Ini yang menjadi polemik dan menjadi bahan perbincangan.
Memang benar tujuan pemerintah menetapkan karcis Rp 750.000 itu dengan tujuan untuk membatasi pengunjung yang masuk candi menjadi 1.200 orang per harinya.
Hal tersebut demi menjaga kelestarian warisan yang tak ternilai harganya. Menjaga dari tindakan vandalisme yang dapat merusak keaslian arsitektur.
Namun tarif sebesar itu tetap saja menimbulkan persoalan baru. Sangat mencekik.
Membayar Rp 750.000 untuk naik candi sangat mahal sekali bagi masyarakat Indonesia.
Jika upah seorang pekerja saja yang Rp 3 juta per bulan. Mereka perlu memenuhi segala kebutuhan dasar. Apakah mereka dihambat tidak boleh menikmati naik candi?
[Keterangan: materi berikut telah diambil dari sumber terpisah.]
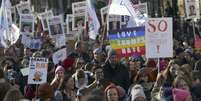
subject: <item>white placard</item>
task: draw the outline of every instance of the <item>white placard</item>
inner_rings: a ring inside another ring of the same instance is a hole
[[[199,0],[185,0],[185,8],[188,19],[200,18]]]
[[[21,42],[24,46],[31,49],[40,49],[42,46],[42,42],[40,39],[33,39],[30,36],[23,34]]]
[[[29,75],[29,68],[23,68],[23,69],[20,69],[20,71],[23,76]]]
[[[148,18],[147,3],[133,4],[129,0],[124,0],[125,6],[131,12],[136,26],[144,26],[145,20]],[[135,26],[133,26],[135,27]]]
[[[66,37],[65,37],[65,35],[56,36],[56,42],[55,42],[55,44],[56,44],[57,48],[65,46],[66,45]]]
[[[25,2],[20,2],[16,5],[19,14],[31,14],[31,4],[30,0]]]
[[[172,18],[149,18],[145,27],[146,58],[173,57]]]
[[[34,21],[35,18],[32,14],[21,14],[20,15],[20,32],[22,34],[31,34],[34,32]]]
[[[48,59],[30,58],[28,84],[42,84],[47,82]]]
[[[86,1],[72,3],[73,30],[79,30],[86,26],[87,5]]]
[[[121,15],[108,15],[107,29],[117,30],[121,28]]]
[[[73,14],[66,15],[66,39],[73,40],[76,34],[76,30],[73,30]]]
[[[47,19],[49,17],[53,17],[52,10],[46,11],[44,13],[40,13],[38,16],[39,16],[39,18],[40,18],[40,20],[42,22],[43,30],[48,30]]]
[[[47,23],[50,36],[64,35],[62,16],[49,17]]]
[[[60,49],[52,56],[53,63],[56,65],[59,61],[63,61],[67,57],[66,48]]]
[[[100,12],[101,12],[101,23],[102,25],[104,25],[106,23],[106,19],[108,18],[108,9],[109,9],[109,6],[106,6],[106,7],[103,7],[101,8]]]

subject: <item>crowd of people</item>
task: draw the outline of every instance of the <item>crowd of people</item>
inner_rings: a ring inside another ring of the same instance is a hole
[[[187,42],[175,40],[174,57],[158,63],[144,55],[118,57],[98,39],[91,48],[76,41],[55,65],[52,54],[58,49],[48,35],[41,35],[40,50],[24,47],[20,40],[4,49],[0,101],[201,101],[201,54]],[[20,69],[29,66],[29,57],[49,59],[46,83],[27,83]]]

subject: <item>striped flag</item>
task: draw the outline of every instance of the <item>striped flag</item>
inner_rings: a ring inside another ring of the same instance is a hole
[[[96,36],[99,34],[98,30],[100,28],[100,23],[96,15],[95,7],[91,0],[87,0],[87,10],[88,10],[88,25],[89,25],[89,38],[95,40]]]

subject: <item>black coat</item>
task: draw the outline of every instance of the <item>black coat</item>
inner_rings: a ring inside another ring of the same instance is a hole
[[[112,68],[110,63],[103,66],[104,78],[127,91],[130,85],[128,68],[120,63],[114,64],[114,67]]]

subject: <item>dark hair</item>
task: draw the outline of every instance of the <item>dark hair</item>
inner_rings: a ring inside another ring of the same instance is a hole
[[[0,79],[4,78],[4,72],[3,69],[0,68]]]

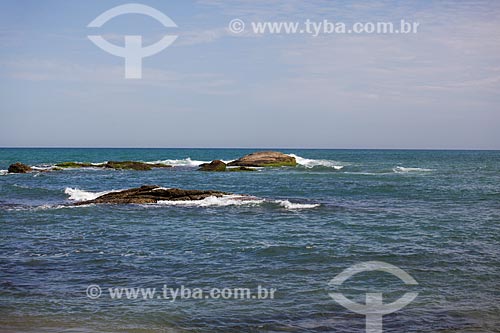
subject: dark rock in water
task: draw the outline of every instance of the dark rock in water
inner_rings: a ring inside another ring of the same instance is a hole
[[[33,169],[31,169],[29,165],[20,162],[9,165],[9,172],[11,173],[27,173],[31,171],[33,171]]]
[[[255,171],[255,169],[247,168],[247,167],[244,167],[244,166],[237,167],[237,168],[229,168],[227,170],[228,171],[233,171],[233,172],[238,172],[238,171],[242,171],[242,172],[245,172],[245,171]]]
[[[295,166],[297,161],[295,157],[276,151],[259,151],[252,153],[242,158],[232,161],[228,166],[244,166],[244,167],[280,167],[280,166]]]
[[[147,165],[151,165],[153,168],[171,168],[172,166],[169,164],[163,163],[146,163]]]
[[[171,165],[162,164],[162,163],[144,163],[144,162],[136,162],[136,161],[109,161],[104,164],[105,168],[109,169],[118,169],[118,170],[139,170],[139,171],[147,171],[153,168],[171,168]]]
[[[221,160],[215,160],[210,163],[203,163],[200,165],[199,171],[226,171],[226,163]]]
[[[162,163],[144,163],[136,161],[109,161],[107,163],[92,164],[92,163],[81,163],[81,162],[63,162],[56,164],[56,167],[60,168],[107,168],[107,169],[118,169],[118,170],[140,170],[147,171],[152,168],[171,168],[171,165]]]
[[[144,185],[119,192],[103,194],[96,199],[78,202],[75,205],[87,204],[148,204],[158,201],[202,200],[210,196],[221,197],[229,193],[220,191],[165,189],[157,185]]]

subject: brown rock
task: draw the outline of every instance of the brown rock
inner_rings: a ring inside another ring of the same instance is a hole
[[[259,151],[246,156],[243,156],[236,161],[227,164],[228,166],[245,166],[245,167],[280,167],[280,166],[295,166],[297,161],[295,157],[276,152],[276,151]]]
[[[33,169],[31,169],[29,165],[20,162],[9,165],[9,172],[12,173],[27,173],[31,171],[33,171]]]

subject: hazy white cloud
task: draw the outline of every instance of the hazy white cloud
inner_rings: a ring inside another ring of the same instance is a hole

Batasan pengunjung 1.200 orang per hari itu jika diprosentasikan maka itu adalah 10-15% dari rata-rata pengunjung sebelum Pandemi Covid-19.
Namun cukup bijaksana ketika pemerintah hanya mengenakan tarif Rp 5.000 per orang untuk pelajar yang merupakan bagian dari study tour sekolah, bukan perorangan.
Pengelola candi Borobudur yaitu PT Taman Wisata Candi Borobudur, Prambanan, dan Ratu Boko (PT WTC) menambahkan tarif Rp 750.000 itu hanya untuk mereka yang naik ke candi.
Sedangkan tiket untuk masuk ke kawasan adalah Rp 25.000 untuk pelajar/anak, Rp 50.000 untuk dewasa/umum wisatawan Nusantara, Rp 5.000 per orang untuk pelajar yang study tour.
Dan 15 USD untuk pelajar/anak, 25 USD untuk umum/dewasa wisatawan mancanegara.